24/05/2026
https://www.institut-image.org/programme/horaires/
Nosferatu: Phantom der Nacht (Nosferatu the Vampyre, 1979) dir. Werner Herzog
A reinterpretation of Nosferatu by F. W. Murnau and inspired by Dracula by Bram Stoker, the film follows Jonathan Harker as he travels to a remote Transylvanian castle to meet the mysterious Count Dracula, unknowingly unleashing plague, death, and spiritual decay upon Europe.
Rather than emphasizing horror spectacle, Werner Herzog transforms the vampire myth into a melancholic meditation on loneliness, mortality, and existential despair.
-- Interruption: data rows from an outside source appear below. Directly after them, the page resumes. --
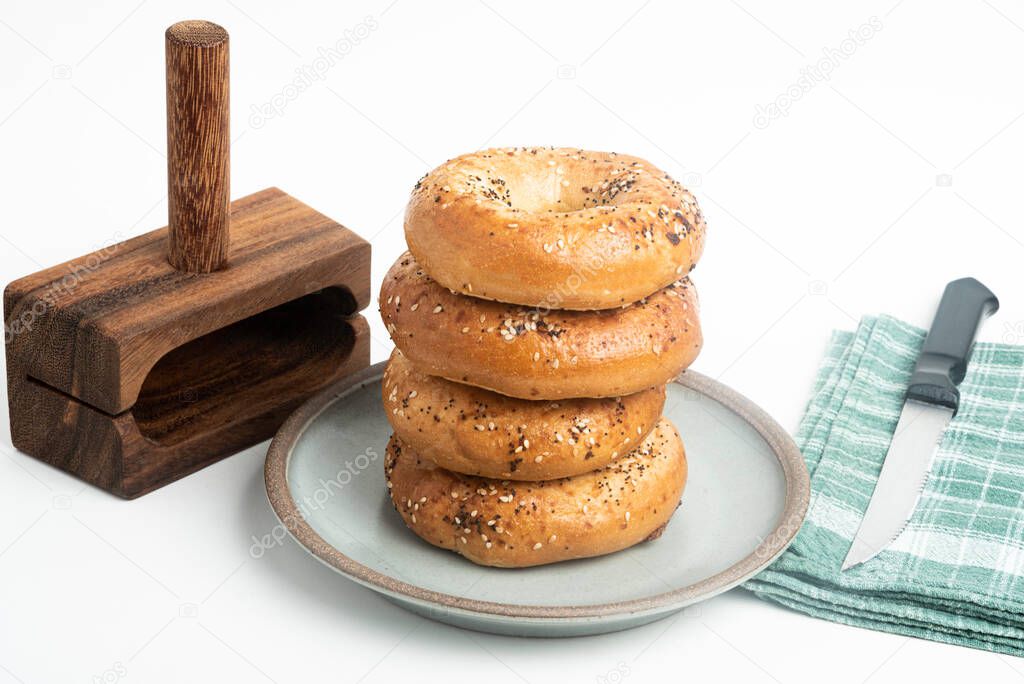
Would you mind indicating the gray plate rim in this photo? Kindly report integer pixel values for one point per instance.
(791, 460)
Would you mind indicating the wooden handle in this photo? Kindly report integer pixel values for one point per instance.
(198, 146)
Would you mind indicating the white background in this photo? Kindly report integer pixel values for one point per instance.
(900, 172)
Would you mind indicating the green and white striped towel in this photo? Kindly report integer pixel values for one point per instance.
(956, 571)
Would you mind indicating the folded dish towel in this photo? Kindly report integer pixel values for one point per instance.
(956, 571)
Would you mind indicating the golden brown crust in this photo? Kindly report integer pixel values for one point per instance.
(517, 524)
(540, 354)
(562, 228)
(478, 432)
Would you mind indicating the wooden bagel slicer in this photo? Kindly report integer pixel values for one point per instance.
(146, 360)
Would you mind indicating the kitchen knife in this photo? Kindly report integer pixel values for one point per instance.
(932, 399)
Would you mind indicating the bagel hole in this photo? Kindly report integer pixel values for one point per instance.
(545, 193)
At the center, Klaus Kinski gives Dracula a profoundly tragic dimension, portraying him not simply as a monster but as a cursed and isolated being condemned to eternal existence without love or human connection. Isabelle Adjani brings Lucy an ethereal fragility and emotional purity that contrasts with the surrounding atmosphere of death.
The visual style combines gothic landscapes, candlelit interiors, ruins, mist-covered mountains, and painterly compositions reminiscent of German Romanticism. Herzog fills the film with silence, slowness, and hypnotic imagery that transform horror into metaphysical sadness.
The film reflects on disease, solitude, spiritual emptiness, and humanity’s attraction toward destruction and death. Dracula becomes less a predator than the embodiment of eternal isolation.
Featuring music by Popol Vuh, the film remains one of the most poetic and emotionally haunting reinterpretations of vampire mythology in modern cinema.